Have fun and don’t overheat your magnets.

Comments

ehill14 (author)2015-01-28

Any H-bridge is fine. This chip is designed to run motors (or things with higher power draw). Any chip that does that would work. The pins to connect would most likely be different though.

siddhu609 (author)ehill142015-11-17

what kind of arduino did u use ?

Kira_gelo (author)2015-08-19

Hi sir i wanna ask about the size of the wire you use, number of turns and how many Tesla will be produced with this design? thanks in advance sir :)

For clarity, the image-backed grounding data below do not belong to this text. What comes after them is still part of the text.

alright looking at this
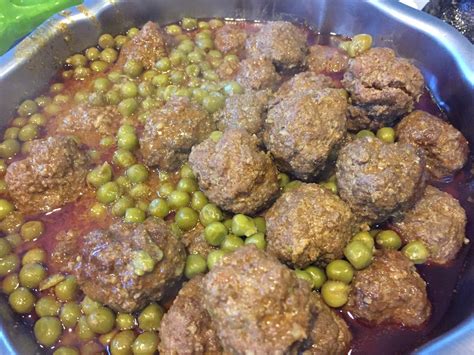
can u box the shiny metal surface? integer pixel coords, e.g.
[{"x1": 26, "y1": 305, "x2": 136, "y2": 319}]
[{"x1": 0, "y1": 0, "x2": 472, "y2": 354}]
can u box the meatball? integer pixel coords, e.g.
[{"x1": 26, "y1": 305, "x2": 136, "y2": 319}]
[
  {"x1": 263, "y1": 88, "x2": 348, "y2": 181},
  {"x1": 202, "y1": 245, "x2": 313, "y2": 354},
  {"x1": 159, "y1": 276, "x2": 223, "y2": 354},
  {"x1": 189, "y1": 128, "x2": 279, "y2": 215},
  {"x1": 396, "y1": 110, "x2": 469, "y2": 178},
  {"x1": 216, "y1": 58, "x2": 240, "y2": 80},
  {"x1": 247, "y1": 21, "x2": 307, "y2": 68},
  {"x1": 214, "y1": 24, "x2": 247, "y2": 54},
  {"x1": 392, "y1": 185, "x2": 467, "y2": 264},
  {"x1": 140, "y1": 96, "x2": 214, "y2": 171},
  {"x1": 236, "y1": 56, "x2": 281, "y2": 90},
  {"x1": 342, "y1": 47, "x2": 424, "y2": 131},
  {"x1": 6, "y1": 136, "x2": 89, "y2": 214},
  {"x1": 182, "y1": 224, "x2": 217, "y2": 258},
  {"x1": 273, "y1": 71, "x2": 338, "y2": 102},
  {"x1": 115, "y1": 21, "x2": 167, "y2": 69},
  {"x1": 345, "y1": 250, "x2": 431, "y2": 327},
  {"x1": 307, "y1": 44, "x2": 349, "y2": 74},
  {"x1": 336, "y1": 136, "x2": 426, "y2": 224},
  {"x1": 71, "y1": 218, "x2": 185, "y2": 313},
  {"x1": 266, "y1": 183, "x2": 356, "y2": 268},
  {"x1": 216, "y1": 89, "x2": 271, "y2": 136}
]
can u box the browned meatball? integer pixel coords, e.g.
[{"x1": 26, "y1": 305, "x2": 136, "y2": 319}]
[
  {"x1": 214, "y1": 24, "x2": 247, "y2": 54},
  {"x1": 140, "y1": 96, "x2": 214, "y2": 171},
  {"x1": 6, "y1": 136, "x2": 89, "y2": 214},
  {"x1": 266, "y1": 183, "x2": 356, "y2": 268},
  {"x1": 247, "y1": 21, "x2": 307, "y2": 68},
  {"x1": 392, "y1": 185, "x2": 467, "y2": 264},
  {"x1": 342, "y1": 48, "x2": 424, "y2": 131},
  {"x1": 159, "y1": 276, "x2": 223, "y2": 354},
  {"x1": 182, "y1": 224, "x2": 217, "y2": 258},
  {"x1": 189, "y1": 128, "x2": 279, "y2": 215},
  {"x1": 216, "y1": 58, "x2": 240, "y2": 80},
  {"x1": 264, "y1": 88, "x2": 348, "y2": 181},
  {"x1": 202, "y1": 245, "x2": 313, "y2": 354},
  {"x1": 307, "y1": 44, "x2": 349, "y2": 74},
  {"x1": 396, "y1": 110, "x2": 469, "y2": 178},
  {"x1": 70, "y1": 218, "x2": 185, "y2": 313},
  {"x1": 345, "y1": 250, "x2": 431, "y2": 327},
  {"x1": 336, "y1": 137, "x2": 426, "y2": 224},
  {"x1": 115, "y1": 21, "x2": 167, "y2": 69},
  {"x1": 216, "y1": 89, "x2": 271, "y2": 136},
  {"x1": 236, "y1": 56, "x2": 281, "y2": 90}
]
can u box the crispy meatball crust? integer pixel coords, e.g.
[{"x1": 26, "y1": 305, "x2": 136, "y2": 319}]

ehill14 (author)Kira_gelo2015-08-20

How strong of a magnet you need depends on the distance/strength of the permanent magnet. That being said, I don't remember the wire's gauge, but I used about 3.5m of wire for each screw. Experiment and see what works well for you.

beyondal (author)2015-02-25

Hi,

Well I'm trying to reverse the current. So the poles also change on the electromagnet. Could you show me how to do that? ^^ (new instructable:))

ehill14 (author)beyondal2015-02-25

It's an AC motor, so you can't do that (same reason why flipping the plug over in the outlet doesn't reverse current). Were it a DC motor, you could.

beyondal (author)2015-01-26

Hi,

The chip your using can this be another chip = another type like H-bridge?
Or does this chip only work for electromagnets?